The Burning Wire
- Author: Jeffery Deaver
- Language: English
- Series: Lincoln Rhyme Series
- Genre: Crime, thriller
- Publisher: Simon & Schuster
- Publication date: June 2010
- Publication place: United States
- Media type: Print (hardback & paperback)
- Pages: 432
- ISBN: 1-4391-5633-6
- Preceded by: The Broken Window

= The Burning Wire =

2010 novel by Jeffery Deaver

The Burning Wire is a crime thriller novel by American writer Jeffery Deaver, featuring the officially retired, quadriplegic criminalist Lincoln Rhyme. It is the ninth novel in the Lincoln Rhyme series.

==Plot==
The sabotage of a substation of the prominent electrical energy distributor Algonquin Consolidated Power and Light Company in Queens, New York, causing a deadly arc flash leads to an investigation managed by esteemed criminalist Lincoln Rhyme and his team of investigators.

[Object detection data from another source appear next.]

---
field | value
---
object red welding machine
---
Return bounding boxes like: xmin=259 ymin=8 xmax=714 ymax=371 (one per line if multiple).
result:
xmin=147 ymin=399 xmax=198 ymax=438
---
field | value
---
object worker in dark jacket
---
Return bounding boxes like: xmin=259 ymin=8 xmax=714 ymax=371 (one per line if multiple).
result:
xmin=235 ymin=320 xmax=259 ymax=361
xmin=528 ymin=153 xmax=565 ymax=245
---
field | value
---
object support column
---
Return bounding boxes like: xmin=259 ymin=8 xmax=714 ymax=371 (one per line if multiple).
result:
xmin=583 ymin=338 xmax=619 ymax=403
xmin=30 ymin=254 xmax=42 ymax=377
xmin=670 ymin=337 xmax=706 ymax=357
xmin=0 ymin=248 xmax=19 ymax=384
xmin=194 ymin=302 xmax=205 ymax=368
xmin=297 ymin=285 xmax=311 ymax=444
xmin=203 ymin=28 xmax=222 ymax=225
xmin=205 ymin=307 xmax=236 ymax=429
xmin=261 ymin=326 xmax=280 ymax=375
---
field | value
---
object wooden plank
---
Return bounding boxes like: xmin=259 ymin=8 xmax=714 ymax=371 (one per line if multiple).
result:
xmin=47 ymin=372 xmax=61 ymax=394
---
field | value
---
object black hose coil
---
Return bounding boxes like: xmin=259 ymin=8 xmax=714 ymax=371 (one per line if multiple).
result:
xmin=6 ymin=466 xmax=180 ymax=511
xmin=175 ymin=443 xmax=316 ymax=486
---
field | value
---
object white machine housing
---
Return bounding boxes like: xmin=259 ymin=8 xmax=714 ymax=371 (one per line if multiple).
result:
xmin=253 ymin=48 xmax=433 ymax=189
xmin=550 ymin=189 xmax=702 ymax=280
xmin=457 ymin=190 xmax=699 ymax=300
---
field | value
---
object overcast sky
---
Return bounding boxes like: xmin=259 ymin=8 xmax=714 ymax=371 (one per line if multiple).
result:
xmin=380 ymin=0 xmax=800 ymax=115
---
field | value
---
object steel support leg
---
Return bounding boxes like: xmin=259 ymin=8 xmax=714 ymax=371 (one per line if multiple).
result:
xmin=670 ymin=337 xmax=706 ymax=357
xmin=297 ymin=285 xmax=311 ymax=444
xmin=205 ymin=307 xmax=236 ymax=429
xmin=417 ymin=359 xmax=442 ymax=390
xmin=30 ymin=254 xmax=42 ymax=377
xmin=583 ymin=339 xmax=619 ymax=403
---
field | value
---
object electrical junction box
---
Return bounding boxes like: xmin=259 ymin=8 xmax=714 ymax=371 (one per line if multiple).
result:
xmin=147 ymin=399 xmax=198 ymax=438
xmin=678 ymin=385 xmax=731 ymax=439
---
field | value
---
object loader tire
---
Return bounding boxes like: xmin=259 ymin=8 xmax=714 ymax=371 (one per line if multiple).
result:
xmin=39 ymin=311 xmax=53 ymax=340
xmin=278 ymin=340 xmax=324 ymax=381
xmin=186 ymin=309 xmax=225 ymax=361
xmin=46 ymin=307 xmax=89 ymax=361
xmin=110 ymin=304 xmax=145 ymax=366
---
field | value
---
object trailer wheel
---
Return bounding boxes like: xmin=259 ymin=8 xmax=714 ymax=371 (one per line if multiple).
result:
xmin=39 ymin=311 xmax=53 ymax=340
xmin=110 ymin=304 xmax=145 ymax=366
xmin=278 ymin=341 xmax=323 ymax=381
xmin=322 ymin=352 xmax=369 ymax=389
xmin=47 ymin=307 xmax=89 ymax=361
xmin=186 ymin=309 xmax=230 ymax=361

The initial primary suspect, Ray Galt, a disillusioned employee of Algonquin Consolidated, is believed to blame Algonquin and society's reliance on electricity for his leukemia, which he developed due to radiation from working close to power lines. Signals intelligence (SIGINT) suggests that Galt is backed by a previously unknown eco-terror group named "Justice For". The collected intelligence fails to specify further details of the terrorist cell, other than the name "Rahman".

A series of demand letters are sent after the first attack, ordering Algonquin to reduce its electrical distribution, or further acts of violence involving electricity would be executed.

Rhyme must also deal with a parallel investigation into a recurring antagonist in the series: the criminal Richard Logan, who is nicknamed "The Watchmaker". A joint operation is conducted between Rhyme's office and the Mexican Federal Police after Logan is located in Mexico.

In the end, it turns out that the culprit is Richard Logan, who was trying to frame Randall and the other woman for murders. Logan tries to kill Rhyme, but Rhyme predicts the attempt, and then preempts him, by cutting power of the panel. Logan is captured. However, New York is unlikely to execute him because of their hesitancy concerning the death penalty.

==Reception and awards==
Alison Flood from The Observer criticised Deaver for burdening the flow of the story with electrical knowledge, stating that "the endless paragraphs explaining how the electricity grid works slow the plot down, throwing the reader out of the race to stop the villain...", as well as the lack of character development of Rhyme's partner, Amelia Sachs. Despite this, Flood wrote a generally positive review of The Burning Wire, specifically complimenting Deaver on his ability to deliver numerous plot twists near the conclusion of his novels.

The Burning Wire ranked at #24 on The New York Times Best Seller list for Hardcover Fiction in the July 4, 2010, publication.